Netflix Tanks on Earnings Miss, Slowing Subscriber Growth Expectations

Netflix shares dropped sharply Thursday after missing analyst earnings estimates by 22 cents per share.
Author:
Publish date:

Shares of Netflix  (NFLX) - Get Report fell sharply after hours Thursday after the company reported mixed second quarter results with earnings falling well short of expectations while revenue topped estimates. Guidance for Q3 subscriber additions also came in well below analyst expectations. 

TheStreet's Eric Jhonsa is live blogging Netflix's Q2 earnings report and video call with analysts. Please join us!

The company reported second quarter earnings $1.59 per share on revenue of $6.14 billion. Analysts were expecting the company to report earnings of $1.81 per share on revenue of $6.08 billion.

Netflix shares dropped 9.9% to $475.00 after hours following the release. 

The company reported a 27% increase in paid subscribers, giving it a global count of 192.95 million subscribers, while average revenue per user grew 5%, excluding a $298 million foreign exchange cost. 

The company added 10.1 million paid subscribers in the quarter, beating analyst expectations of 8.26 million. 

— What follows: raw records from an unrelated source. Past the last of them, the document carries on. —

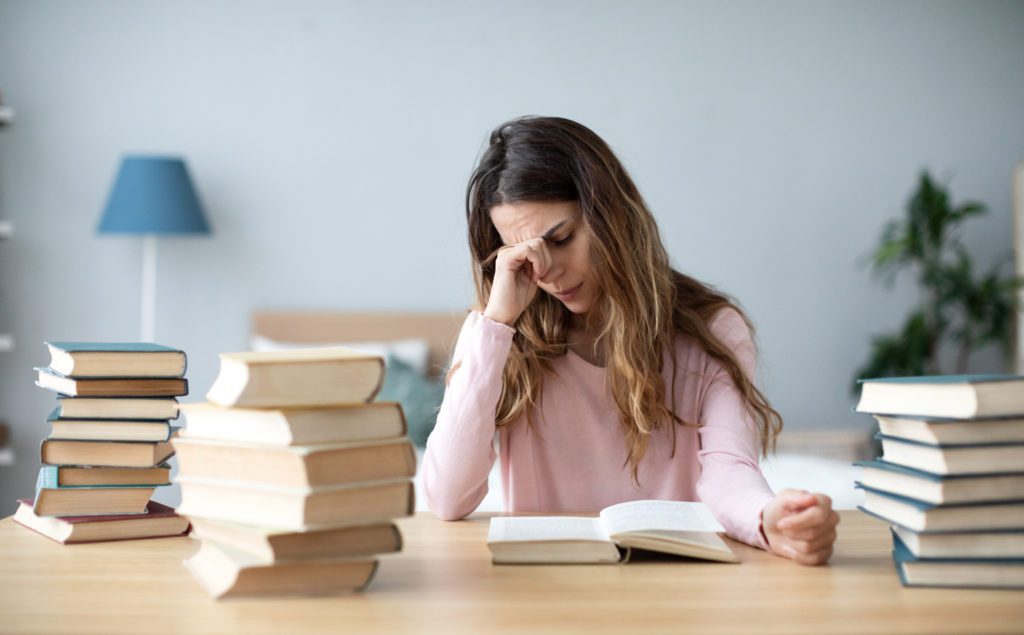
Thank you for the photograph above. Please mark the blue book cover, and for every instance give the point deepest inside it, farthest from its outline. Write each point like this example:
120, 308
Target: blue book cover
49, 478
116, 360
902, 558
909, 471
943, 379
911, 441
112, 347
925, 506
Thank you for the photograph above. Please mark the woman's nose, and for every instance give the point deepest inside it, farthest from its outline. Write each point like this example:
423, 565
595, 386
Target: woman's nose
554, 271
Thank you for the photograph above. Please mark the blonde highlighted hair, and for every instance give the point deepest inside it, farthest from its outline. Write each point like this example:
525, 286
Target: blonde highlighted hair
642, 302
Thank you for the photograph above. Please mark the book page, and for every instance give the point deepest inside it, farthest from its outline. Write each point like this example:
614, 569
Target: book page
530, 528
658, 515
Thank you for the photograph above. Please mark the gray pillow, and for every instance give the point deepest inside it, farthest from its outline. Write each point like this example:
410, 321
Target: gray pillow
420, 397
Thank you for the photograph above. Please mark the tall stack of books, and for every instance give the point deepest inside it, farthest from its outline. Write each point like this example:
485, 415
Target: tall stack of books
950, 478
291, 477
109, 442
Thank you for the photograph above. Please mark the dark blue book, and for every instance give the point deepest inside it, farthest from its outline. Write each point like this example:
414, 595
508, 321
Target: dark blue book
951, 396
81, 360
1003, 545
986, 459
922, 516
963, 573
109, 429
112, 386
953, 431
940, 490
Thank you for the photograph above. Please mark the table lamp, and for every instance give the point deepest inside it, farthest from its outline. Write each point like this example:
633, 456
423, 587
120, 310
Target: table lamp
153, 196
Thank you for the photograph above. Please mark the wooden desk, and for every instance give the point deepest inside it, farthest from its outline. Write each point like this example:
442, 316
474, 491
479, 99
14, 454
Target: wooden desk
444, 583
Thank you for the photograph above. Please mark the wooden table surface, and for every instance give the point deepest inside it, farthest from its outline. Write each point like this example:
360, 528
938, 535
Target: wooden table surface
443, 582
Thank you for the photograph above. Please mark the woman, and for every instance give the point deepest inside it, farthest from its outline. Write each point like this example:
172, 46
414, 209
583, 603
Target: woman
607, 375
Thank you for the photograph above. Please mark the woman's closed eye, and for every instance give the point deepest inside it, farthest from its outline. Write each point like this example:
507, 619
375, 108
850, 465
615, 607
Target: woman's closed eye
563, 241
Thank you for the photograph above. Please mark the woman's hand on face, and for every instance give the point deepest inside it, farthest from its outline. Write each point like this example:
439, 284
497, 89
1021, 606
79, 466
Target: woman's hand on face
800, 525
518, 268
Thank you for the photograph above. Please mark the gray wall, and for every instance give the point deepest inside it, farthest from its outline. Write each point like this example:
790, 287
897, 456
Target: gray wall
331, 143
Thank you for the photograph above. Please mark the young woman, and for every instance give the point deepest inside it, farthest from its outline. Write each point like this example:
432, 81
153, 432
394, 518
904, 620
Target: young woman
607, 375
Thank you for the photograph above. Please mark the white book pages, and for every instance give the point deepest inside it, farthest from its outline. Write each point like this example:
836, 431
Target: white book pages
659, 515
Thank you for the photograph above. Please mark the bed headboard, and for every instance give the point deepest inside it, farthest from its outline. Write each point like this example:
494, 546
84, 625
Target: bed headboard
439, 329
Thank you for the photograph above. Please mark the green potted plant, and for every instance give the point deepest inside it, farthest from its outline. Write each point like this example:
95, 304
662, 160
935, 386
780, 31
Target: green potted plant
958, 306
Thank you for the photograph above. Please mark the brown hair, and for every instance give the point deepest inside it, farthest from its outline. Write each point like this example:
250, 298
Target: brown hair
642, 302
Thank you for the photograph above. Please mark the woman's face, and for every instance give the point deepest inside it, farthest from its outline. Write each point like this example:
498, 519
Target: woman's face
570, 279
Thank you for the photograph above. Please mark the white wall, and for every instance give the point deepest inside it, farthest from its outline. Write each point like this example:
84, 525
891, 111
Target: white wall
331, 142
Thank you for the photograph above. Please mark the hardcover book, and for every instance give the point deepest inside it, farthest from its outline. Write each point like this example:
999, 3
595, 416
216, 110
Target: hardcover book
116, 360
268, 545
667, 526
296, 426
109, 429
112, 387
296, 466
991, 459
84, 501
296, 509
110, 454
963, 545
921, 516
938, 489
953, 431
297, 378
117, 408
952, 396
224, 573
78, 475
159, 521
995, 574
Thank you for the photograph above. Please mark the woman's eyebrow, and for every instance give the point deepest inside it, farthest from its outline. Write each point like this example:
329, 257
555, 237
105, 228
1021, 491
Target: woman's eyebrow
547, 235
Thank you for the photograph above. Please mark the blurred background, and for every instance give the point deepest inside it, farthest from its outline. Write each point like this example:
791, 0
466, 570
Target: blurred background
330, 143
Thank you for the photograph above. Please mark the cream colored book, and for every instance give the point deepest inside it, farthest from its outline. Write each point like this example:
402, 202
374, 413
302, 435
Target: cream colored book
269, 545
296, 509
225, 573
293, 378
296, 466
666, 526
295, 426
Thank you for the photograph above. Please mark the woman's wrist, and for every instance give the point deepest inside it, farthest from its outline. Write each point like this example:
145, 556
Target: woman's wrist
497, 315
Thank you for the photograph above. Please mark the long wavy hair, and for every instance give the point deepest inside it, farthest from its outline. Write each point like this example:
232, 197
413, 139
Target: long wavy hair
641, 304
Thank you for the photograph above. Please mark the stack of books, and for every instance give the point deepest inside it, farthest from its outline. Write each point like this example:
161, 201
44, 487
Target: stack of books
109, 442
291, 477
950, 478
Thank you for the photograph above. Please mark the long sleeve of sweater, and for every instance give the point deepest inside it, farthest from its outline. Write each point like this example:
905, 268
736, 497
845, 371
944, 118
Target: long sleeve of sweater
460, 451
731, 482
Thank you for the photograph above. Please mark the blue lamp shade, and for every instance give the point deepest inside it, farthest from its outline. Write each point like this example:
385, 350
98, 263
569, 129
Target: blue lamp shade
153, 195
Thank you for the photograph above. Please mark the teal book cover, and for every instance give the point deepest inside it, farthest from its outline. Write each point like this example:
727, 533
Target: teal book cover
909, 471
112, 347
924, 506
912, 441
49, 478
902, 555
944, 379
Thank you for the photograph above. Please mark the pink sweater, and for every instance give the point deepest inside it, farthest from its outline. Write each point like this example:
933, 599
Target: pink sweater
572, 460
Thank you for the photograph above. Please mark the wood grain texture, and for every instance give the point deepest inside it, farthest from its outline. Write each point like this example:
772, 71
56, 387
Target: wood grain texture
443, 582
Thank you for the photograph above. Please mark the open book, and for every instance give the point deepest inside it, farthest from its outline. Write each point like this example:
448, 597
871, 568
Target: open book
668, 526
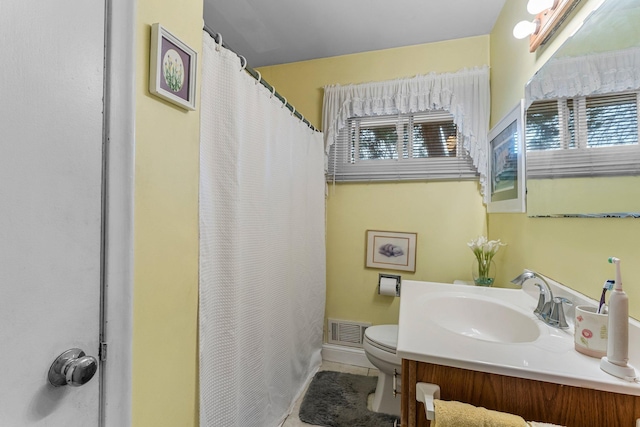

However, for the third quarter, the company expects to add just 2.5 million paid subscribers, while the consensus estimates were for there to be 5.27 million paid net adds. In its letter to shareholders, Netflix said that it saw significant "pull-forward" in subscriber adds in Q1 and Q2 due to the coronavirus pandemic. "As a result, we expect less growth for the second half of 2020 compared to the prior year," the company wrote. 

Paid net adds are also expected to be down year over year in the second half as the company lacks some of the big hits like "Stranger Things" it had available in the second half last year. 

Netflix says that its main priority is to "restart our productions safely and in a manner consistent with local health and safety standards."

The company says that due to to the fact that its content production lead time is so long, its 2020 plans for launching original shows and films is mostly intact. 

However, the first half of 2021 will have fewer original series launches than usual due to the time lost to the coronavirus pandemic so far. 

The company also announced that Ted Sarandos was being promoted to co-CEO with Reed Hastings. Sarandos was also elected to the company's Board of Directors. 

Hastings will continue to serve as the company's Chief Content Officer.